Panembahan Senopati (Sutowijoyo) murid Sunan Kalijaga juga merupakan Satrio Piningit pada masa berdirinya Kerajaan Mataram menggantikan eksistensi Pajang.
Dari beberapa peristiwa bersejarah tersebut mengandung makna yang tersirat bahwa kemunculan Satrio Piningit selalu berada pada pergantian ”masa besar” Nusantara dimana senantiasa tidak meninggalkan peran seorang wali (aulia).
Soekarno, Soeharto, Habibie, Gus Dur, Megawati dan SBY dapat pula dikatakan sosok Satrio Piningit pada masanya setelah Nusantara ini beralih menjadi NKRI.
Fenomena yang sangat menarik saat ini adalah : Akankah Satrio Piningit yang dikenal dengan nama Satrio Pinandhito Sinisihan Wahyu muncul pada masa ini ?
Mengingat dari situasi dan tanda-tanda alam yang terjadi mengindikasikan Nusantara akan memasuki ”era baru” yaitu : Jaman Kalasuba(kejayaan).
Buku ini berisikan ungkapan hasil ”perjalanan spiritual” penulis yang baru disadari kemudian telah masuk ke dalam pusaran misteri ini.

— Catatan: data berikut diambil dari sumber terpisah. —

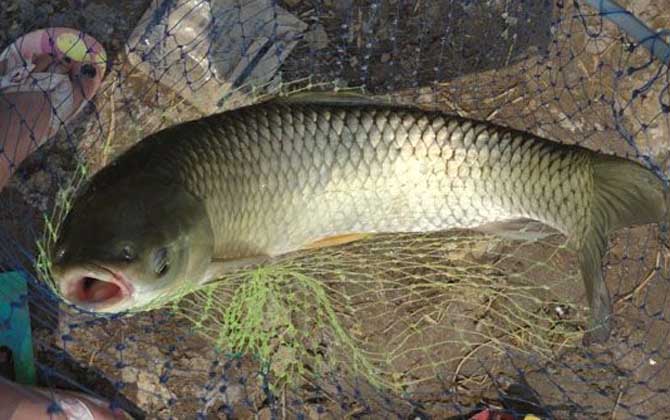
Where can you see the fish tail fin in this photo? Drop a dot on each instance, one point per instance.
(625, 193)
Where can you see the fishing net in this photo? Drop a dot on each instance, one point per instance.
(421, 325)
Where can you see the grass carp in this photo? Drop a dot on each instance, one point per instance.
(190, 201)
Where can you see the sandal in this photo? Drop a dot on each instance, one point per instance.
(46, 78)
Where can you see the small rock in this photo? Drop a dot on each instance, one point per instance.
(317, 38)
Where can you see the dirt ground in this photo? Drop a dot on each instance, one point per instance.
(579, 88)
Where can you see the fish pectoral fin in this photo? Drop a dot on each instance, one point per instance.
(219, 267)
(334, 241)
(518, 229)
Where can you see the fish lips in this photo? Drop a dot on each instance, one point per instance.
(96, 288)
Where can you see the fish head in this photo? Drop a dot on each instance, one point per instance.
(123, 247)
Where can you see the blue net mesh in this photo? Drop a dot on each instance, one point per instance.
(560, 70)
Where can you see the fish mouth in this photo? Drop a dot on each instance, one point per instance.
(98, 289)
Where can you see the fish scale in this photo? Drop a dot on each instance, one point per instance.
(368, 169)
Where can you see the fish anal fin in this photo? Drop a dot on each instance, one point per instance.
(597, 294)
(334, 241)
(517, 229)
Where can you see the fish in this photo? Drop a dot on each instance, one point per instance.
(189, 202)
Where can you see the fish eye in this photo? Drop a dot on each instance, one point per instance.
(60, 253)
(128, 253)
(161, 262)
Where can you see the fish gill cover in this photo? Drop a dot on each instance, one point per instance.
(428, 325)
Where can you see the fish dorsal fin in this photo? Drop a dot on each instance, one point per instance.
(334, 241)
(339, 97)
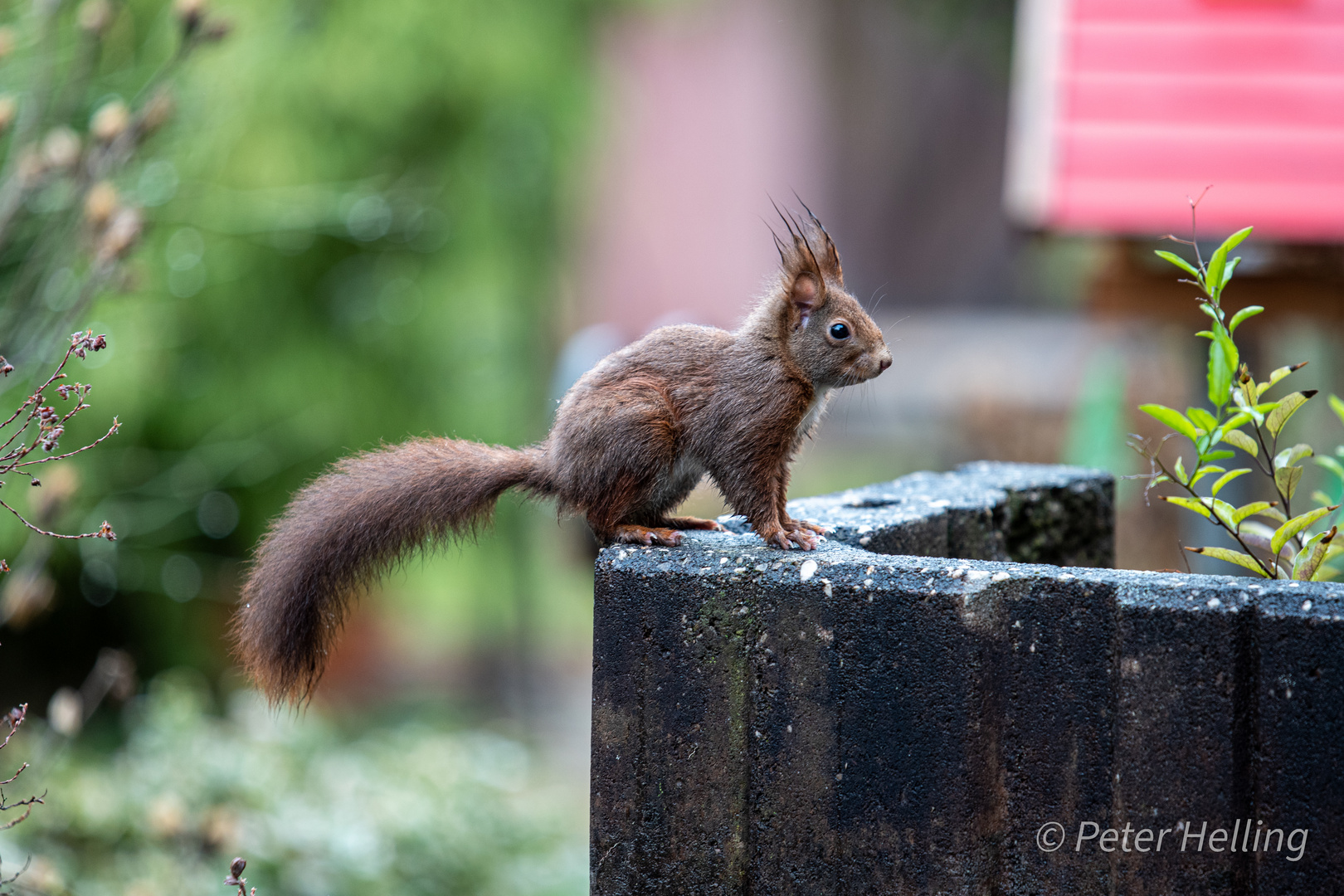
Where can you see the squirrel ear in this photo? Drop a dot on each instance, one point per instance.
(804, 297)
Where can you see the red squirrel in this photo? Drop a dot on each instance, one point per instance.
(631, 441)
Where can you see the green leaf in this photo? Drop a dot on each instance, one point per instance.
(1231, 557)
(1205, 470)
(1220, 377)
(1273, 512)
(1289, 457)
(1181, 262)
(1250, 509)
(1309, 558)
(1202, 418)
(1296, 525)
(1220, 260)
(1287, 480)
(1239, 440)
(1190, 504)
(1254, 528)
(1171, 418)
(1250, 310)
(1280, 373)
(1332, 465)
(1227, 477)
(1225, 512)
(1287, 407)
(1253, 410)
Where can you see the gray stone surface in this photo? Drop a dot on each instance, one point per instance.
(845, 722)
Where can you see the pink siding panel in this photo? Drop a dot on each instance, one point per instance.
(1161, 97)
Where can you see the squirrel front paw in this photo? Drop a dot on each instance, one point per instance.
(786, 539)
(804, 524)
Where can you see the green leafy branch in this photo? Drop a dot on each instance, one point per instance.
(1242, 419)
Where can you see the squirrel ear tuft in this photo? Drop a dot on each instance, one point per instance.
(830, 256)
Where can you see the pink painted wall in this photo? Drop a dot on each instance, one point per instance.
(711, 109)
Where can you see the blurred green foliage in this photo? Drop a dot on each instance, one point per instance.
(360, 245)
(402, 809)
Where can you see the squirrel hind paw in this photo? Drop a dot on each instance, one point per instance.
(786, 539)
(645, 535)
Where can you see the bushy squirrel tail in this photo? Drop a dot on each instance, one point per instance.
(351, 524)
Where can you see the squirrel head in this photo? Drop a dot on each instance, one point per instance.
(828, 334)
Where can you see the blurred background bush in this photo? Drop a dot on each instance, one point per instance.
(370, 221)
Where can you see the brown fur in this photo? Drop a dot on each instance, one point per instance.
(631, 441)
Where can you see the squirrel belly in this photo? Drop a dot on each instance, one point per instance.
(631, 441)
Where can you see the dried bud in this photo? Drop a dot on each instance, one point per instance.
(8, 108)
(121, 234)
(110, 121)
(100, 204)
(61, 148)
(156, 112)
(95, 17)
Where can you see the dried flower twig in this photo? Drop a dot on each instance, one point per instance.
(236, 878)
(50, 426)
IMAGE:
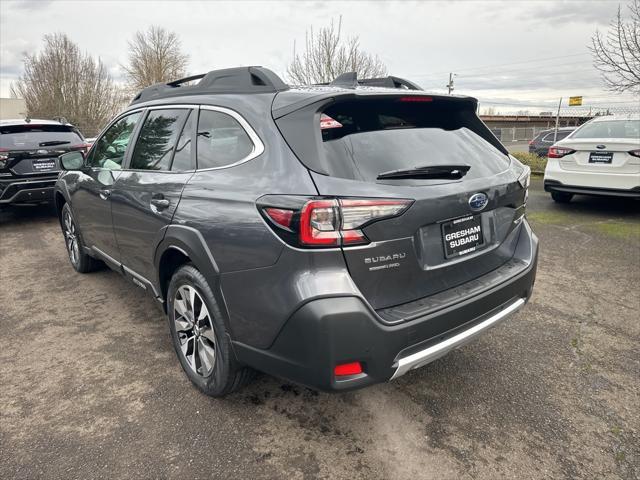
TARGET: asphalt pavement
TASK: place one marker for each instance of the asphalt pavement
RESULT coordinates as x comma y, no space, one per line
91,388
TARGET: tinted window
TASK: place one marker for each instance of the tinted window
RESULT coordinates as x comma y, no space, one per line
221,140
362,139
610,129
31,136
154,148
182,157
110,149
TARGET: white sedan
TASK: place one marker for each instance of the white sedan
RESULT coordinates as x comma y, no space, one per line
602,157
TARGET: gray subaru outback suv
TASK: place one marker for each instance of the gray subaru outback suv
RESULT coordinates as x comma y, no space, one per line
335,235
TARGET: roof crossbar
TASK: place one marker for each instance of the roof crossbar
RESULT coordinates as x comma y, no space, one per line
228,80
350,80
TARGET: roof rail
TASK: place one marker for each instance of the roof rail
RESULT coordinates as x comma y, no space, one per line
229,80
350,80
390,82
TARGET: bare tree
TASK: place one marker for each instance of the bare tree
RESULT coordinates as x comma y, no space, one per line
61,81
327,54
617,53
154,56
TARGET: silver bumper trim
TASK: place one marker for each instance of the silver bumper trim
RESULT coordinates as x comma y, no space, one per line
428,355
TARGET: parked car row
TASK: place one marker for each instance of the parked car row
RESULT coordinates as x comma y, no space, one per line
29,164
546,138
333,236
373,227
602,157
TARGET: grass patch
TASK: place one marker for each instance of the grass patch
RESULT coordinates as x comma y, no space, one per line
621,230
551,218
536,163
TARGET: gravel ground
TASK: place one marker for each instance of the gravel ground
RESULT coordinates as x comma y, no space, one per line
91,388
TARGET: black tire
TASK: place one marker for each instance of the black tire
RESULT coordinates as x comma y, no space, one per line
80,261
561,197
223,374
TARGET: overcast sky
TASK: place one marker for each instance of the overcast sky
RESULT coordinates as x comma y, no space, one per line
511,55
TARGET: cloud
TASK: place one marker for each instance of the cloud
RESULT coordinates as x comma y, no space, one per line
421,41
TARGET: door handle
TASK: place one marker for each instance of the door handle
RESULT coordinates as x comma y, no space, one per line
160,203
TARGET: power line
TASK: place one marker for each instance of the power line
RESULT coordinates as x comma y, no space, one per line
483,67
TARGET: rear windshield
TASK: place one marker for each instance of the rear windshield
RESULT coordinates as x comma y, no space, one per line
364,139
610,129
26,137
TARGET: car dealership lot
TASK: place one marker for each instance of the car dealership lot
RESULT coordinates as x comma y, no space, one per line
91,387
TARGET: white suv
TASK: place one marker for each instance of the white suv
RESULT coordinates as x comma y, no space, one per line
602,157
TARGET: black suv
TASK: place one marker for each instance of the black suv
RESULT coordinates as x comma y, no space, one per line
541,142
335,236
29,151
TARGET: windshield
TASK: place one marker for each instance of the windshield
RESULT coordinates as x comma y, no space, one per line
610,129
29,137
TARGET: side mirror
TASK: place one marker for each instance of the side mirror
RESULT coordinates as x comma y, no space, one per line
71,160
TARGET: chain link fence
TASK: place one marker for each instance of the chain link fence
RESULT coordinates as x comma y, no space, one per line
516,131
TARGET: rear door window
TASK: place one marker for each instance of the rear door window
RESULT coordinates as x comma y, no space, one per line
34,136
361,140
222,141
157,139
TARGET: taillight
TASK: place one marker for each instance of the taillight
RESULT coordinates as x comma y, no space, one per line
4,156
347,369
83,147
329,222
319,223
559,152
326,122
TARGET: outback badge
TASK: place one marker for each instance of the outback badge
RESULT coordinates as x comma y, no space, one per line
478,201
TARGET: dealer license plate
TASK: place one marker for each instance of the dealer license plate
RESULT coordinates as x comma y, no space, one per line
462,235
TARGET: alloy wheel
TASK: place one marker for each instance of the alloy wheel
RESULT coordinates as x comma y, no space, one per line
194,329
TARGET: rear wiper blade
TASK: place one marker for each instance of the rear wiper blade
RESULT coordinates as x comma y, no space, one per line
52,143
428,172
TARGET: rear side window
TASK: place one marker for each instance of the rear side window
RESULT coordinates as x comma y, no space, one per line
362,139
33,136
182,158
221,140
157,138
609,129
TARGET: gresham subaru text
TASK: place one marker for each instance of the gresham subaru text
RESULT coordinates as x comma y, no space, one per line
334,235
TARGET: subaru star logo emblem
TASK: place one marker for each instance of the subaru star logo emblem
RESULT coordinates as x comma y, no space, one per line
478,201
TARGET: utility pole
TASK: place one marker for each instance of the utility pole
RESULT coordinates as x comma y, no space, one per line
555,133
450,84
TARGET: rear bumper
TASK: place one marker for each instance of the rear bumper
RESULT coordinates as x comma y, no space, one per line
556,186
27,191
331,331
596,182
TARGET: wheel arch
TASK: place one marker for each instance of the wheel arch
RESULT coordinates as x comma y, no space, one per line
182,245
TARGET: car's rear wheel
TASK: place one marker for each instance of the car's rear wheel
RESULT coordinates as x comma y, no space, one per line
82,262
200,337
562,197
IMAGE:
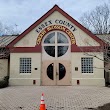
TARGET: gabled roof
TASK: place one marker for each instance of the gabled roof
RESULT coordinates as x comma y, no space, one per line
6,39
104,37
55,8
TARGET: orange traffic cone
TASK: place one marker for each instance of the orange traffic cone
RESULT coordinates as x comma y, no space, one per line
42,104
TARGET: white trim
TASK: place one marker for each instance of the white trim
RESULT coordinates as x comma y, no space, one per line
25,73
87,73
87,78
24,78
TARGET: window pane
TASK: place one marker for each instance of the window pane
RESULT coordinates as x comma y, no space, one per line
25,65
87,65
50,71
50,38
50,50
62,50
62,71
61,38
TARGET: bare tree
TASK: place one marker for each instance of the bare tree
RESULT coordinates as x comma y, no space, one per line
98,20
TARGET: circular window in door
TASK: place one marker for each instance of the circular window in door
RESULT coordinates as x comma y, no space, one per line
56,44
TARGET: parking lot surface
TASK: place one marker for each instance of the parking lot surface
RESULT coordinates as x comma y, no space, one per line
55,97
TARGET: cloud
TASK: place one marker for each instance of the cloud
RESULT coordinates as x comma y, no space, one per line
25,12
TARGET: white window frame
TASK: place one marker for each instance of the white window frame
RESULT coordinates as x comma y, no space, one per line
87,65
25,65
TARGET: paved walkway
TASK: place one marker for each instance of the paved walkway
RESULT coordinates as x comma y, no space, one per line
56,98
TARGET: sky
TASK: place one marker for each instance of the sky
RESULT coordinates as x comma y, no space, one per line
23,13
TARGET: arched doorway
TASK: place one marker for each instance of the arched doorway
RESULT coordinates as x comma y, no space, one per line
56,65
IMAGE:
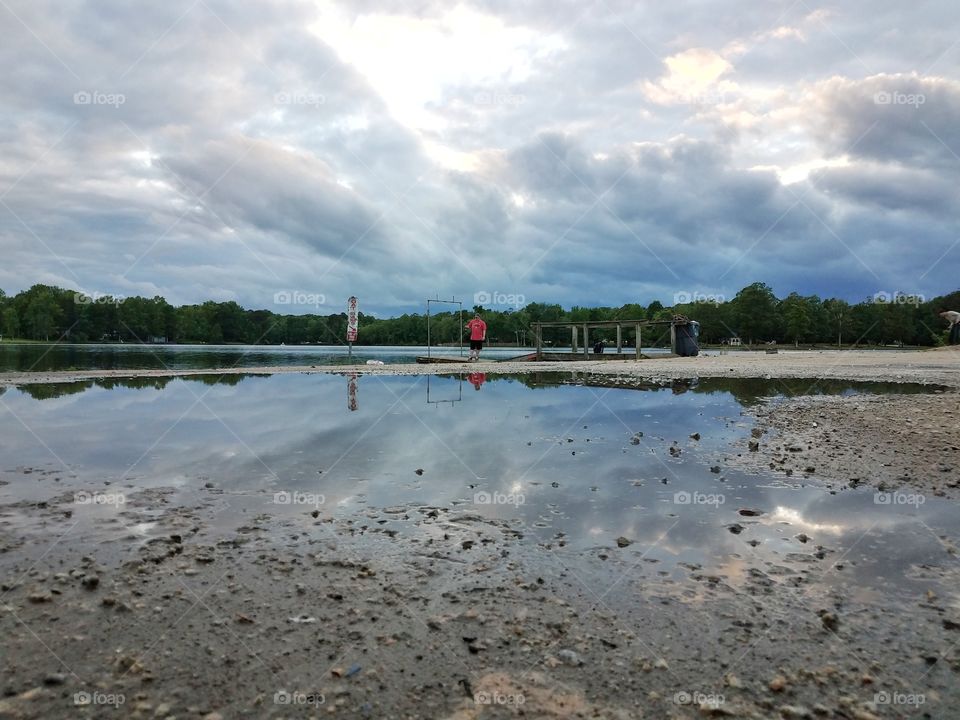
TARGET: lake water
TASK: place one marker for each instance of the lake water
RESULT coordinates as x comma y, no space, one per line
67,356
560,460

Semoga membawa manfaat. Selamat membaca..
01 Pengantar
Diterbitkannya buku ini adalah sebagai persem-bahan penulis kepada seluruh anak bangsa di bumi Nusantara ini, sekaligus sebagai bentuk pertanggungjawaban moral spiritual atas pe-nulisan “Surat Terbuka Kepada SBY” (lihat lampiran) oleh penulis yang telah dilayangkan pada tanggal 14 September 2006. Surat tersebut sebenarnya secara eksklusif hanya dikirimkan kepada Presiden RI, Mensekkab, Menko Kesra, Menteri ESDM, Mendagri, Mensos, dan juga MUI (Majelis Ulama Indonesia) melalui email dan faksimili. Namun di luar sepengetahuan penulis, ternyata surat tersebut telah beredar luas di beberapa blog di internet. Hal ini baru penulis ketahui setelah banyak tanggapan dari masyarakat luas yang masuk melalui email dan sms. Sebuah kenyataan yang tidak dapat dihindarkan.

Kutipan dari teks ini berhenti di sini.